The security cabinet, as noted, decided on Wednesday not to instruct the IDF to begin a large-scale military operation against terrorism from the Gaza Strip but, rather, to maintain the policy of restraint. Following a five hour discussion, the security cabinet decided that Israel would give the truce agreement a chance but that the IDF would continue to prepare for the possibility of a large-scale operation.
Director of the Political-Security Staff in the Defense Ministry Maj. Gen. (res.) Amos Gilad left on Thursday morning for Cairo, where he will discuss the truce agreement with Director of Egyptian Intelligence Gen. Omar Suleiman. One security official said, “if Hamas and the other factions make sure to keep the peace, in return we’ll extend the border crossings’ opening hours. The Rafah crossing, which has been closed since the summer of 2007, will be reopened solely in exchange for significant progress in the talks over Gilad Shalit’s release.” The security official also said, “Hamas wasn’t prepared under any circumstances to link Shalit’s release to the truce agreement. Our threats to launch a military operation didn’t make them hesitate either. One can say that they won on that issue.”
Israeli Army Disappointed With Hesitant Decision
The security cabinet’s decision was received with distinct displeasure by senior security officials even though it was the defense minister who supported it and Chief of Staff Lt. Gen. Gabi Ashkenazi voiced a similar opinion. One assessment is that Lt. Gen. Ashkenazi would not like to begin a large-scale operation without defining for it in advance a clear end scenario and goals.

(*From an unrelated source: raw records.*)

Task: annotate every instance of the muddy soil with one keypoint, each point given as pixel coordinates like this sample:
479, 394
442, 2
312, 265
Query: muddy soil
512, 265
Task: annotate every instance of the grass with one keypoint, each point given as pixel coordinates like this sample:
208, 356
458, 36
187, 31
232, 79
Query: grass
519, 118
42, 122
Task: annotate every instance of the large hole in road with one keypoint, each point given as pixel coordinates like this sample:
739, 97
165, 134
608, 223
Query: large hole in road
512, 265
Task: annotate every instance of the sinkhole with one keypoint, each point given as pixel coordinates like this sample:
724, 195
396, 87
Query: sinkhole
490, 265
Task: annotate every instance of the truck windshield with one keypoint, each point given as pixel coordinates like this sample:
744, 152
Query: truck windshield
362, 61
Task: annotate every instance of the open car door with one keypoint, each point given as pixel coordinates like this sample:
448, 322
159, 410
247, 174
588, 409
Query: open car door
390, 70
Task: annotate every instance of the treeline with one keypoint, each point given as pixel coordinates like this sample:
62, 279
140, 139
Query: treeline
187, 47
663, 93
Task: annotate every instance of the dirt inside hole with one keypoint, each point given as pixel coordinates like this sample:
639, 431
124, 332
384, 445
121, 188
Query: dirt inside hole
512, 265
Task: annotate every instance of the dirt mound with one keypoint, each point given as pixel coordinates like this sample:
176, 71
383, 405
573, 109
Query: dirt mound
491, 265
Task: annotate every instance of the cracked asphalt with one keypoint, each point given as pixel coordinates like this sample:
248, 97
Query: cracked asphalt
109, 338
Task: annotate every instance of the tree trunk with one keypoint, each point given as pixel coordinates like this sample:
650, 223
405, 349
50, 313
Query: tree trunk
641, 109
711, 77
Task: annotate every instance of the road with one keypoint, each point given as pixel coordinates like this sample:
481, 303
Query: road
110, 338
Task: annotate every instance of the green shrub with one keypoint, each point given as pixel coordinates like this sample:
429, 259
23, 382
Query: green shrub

“The chief of staff is hesitant to operate in Gaza and he is the one who represents the army to the political echelon,” said a high-ranking IDF officer in a conversation with the daily Israeli newspaper, Israel Hayom. The officer said that the political echelon was not always exposed to the plurality of opinions, and that some of the more senior officers refrained from voicing their opinions in full so as not to be perceived as defying the chief of staff. “That is the hesitant army in the wake of the Second Lebanon War,” he said.
Israeli intelligence chief Yuval Diskin does not believe that the truce agreement will endure. One of the most salient proponents of a military operation in the Gaza Strip is OC Southern Command Maj. Gen. Yoav Galant as well as OC Operations Directorate Maj. Gen. Tal Russo. “Hamas will exploit the truce to build itself militarily,” said another high-ranking security official to Israel Hayom, “without an end to Hamas’ military build-up and Gilad Shalit’s release there isn’t any point to a truce.”
No Illusions
Yaakov Amidror, a retired IDF major general, gave a lecture in Jerusalem where he commented on the situation and said that “The security cabinet decision is not clear. It lacks a clear definition of the goal, and it is vague about what is worth fighting for, if need be. The security cabinet decision is liable to produce a situation in which Israel will be forced to pay the full price for its consent to turn Hamas into a legitimate negotiating partner while, in the end, it will also be forced to go to war.”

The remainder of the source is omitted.